SI Partners Subsidiaries
Both SI Partners and ConocoPhillips have provided guarantees relating to their respective affiliate’s commitment to make its pro rata equity share of capital contributions to fund 110% of the development budget of the PA LNG Phase 1 project, in an aggregate amount of up to $9.0 billion. SI Partners’ guarantee covers 70% of this amount plus enforcement costs of its guarantee. As of March 31, 2026, an aggregate amount of $2.7 billion has been paid by SI Partners’ subsidiary in satisfaction of its commitment to fund its portion of the development budget of the PA LNG Phase 1 project.
EARNINGS PER COMMON SHARE
Basic EPS is calculated by dividing earnings attributable to common shares by the weighted-average number of common shares outstanding for the period. Diluted EPS includes the potential dilution of common stock equivalent shares that could occur if securities or other contracts to issue common stock were exercised or converted into common stock.
EARNINGS PER COMMON SHARE COMPUTATIONS
(Dollars in millions, except per share amounts; shares in thousands)

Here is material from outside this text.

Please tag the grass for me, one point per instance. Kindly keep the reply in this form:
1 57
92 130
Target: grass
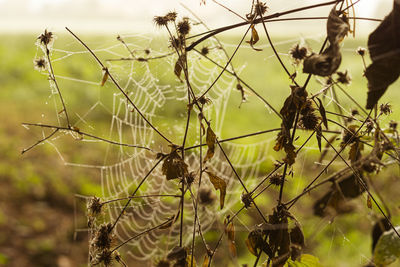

 Three months ended March 31,
 20262025
Sempra:
Numerator:  
Earnings attributable to common shares$1,037 $906 
Denominator:  
Weighted-average common shares outstanding for basic EPS(1)
653,589 651,992 
Dilutive effect of common shares sold forward482 — 
Dilutive effect of stock options and RSUs(2)
1,417 1,026 
Weighted-average common shares outstanding for diluted EPS655,488 653,018 
EPS:
Basic$1.59 $1.39 
Diluted$1.58 $1.39 
(1)    Includes 385 and 516 fully vested RSUs held in our deferred compensation plan in the three months ended March 31, 2026 and 2025, respectively. These fully vested RSUs are included in weighted-average common shares outstanding for basic EPS because there are no conditions under which the corresponding shares will not be issued.
(2)    Due to market fluctuations of both Sempra common stock and the comparative indices used to determine the vesting percentage of our total shareholder return performance-based RSUs, which we discuss in Note 14 of the Notes to Consolidated Financial Statements in the Annual Report, dilutive RSUs may vary widely from period-to-period.
The potentially dilutive impact from stock options and RSUs is calculated under the treasury stock method. Under this method, proceeds based on the exercise price and unearned compensation are assumed to be used to repurchase shares on the open market at the average market price for the period, reducing the number of potential new shares to be issued and sometimes causing an antidilutive effect. The computation of diluted EPS for the three months ended March 31, 2026 and 2025 excludes 561,740 and 522,283 potentially dilutive shares, respectively, because to include them would be antidilutive for the period. However, these shares could potentially dilute basic EPS in the future.
The potentially dilutive impact from the forward sale of our common stock pursuant to the forward sale agreements that we discuss above is reflected in our diluted EPS calculation using the treasury stock method. We anticipate there will be a dilutive effect on our EPS when the average market price of our common stock shares is above the applicable adjusted forward price, subject to increase or decrease based on the overnight bank funding rate, less a spread, and subject to decrease by amounts related to expected dividends on shares of our common stock during the term of the forward sale agreements. Additionally, if we decide to physically settle or net share settle the forward sale agreements, delivery of our shares to the forward purchasers on any such physical settlement or net share settlement of the forward sale agreements would result in dilution to our EPS.
In January 2026, pursuant to Sempra’s share-based compensation plans, the Compensation and Talent Development Committee of Sempra’s board of directors granted 568,052 nonqualified stock options, 435,890 performance-based RSUs and 181,488 service-based RSUs.
We discuss share-based compensation plans and related awards and the terms and conditions of Sempra’s equity securities further in Notes 13 and 14 of the Notes to Consolidated Financial Statements in the Annual Report.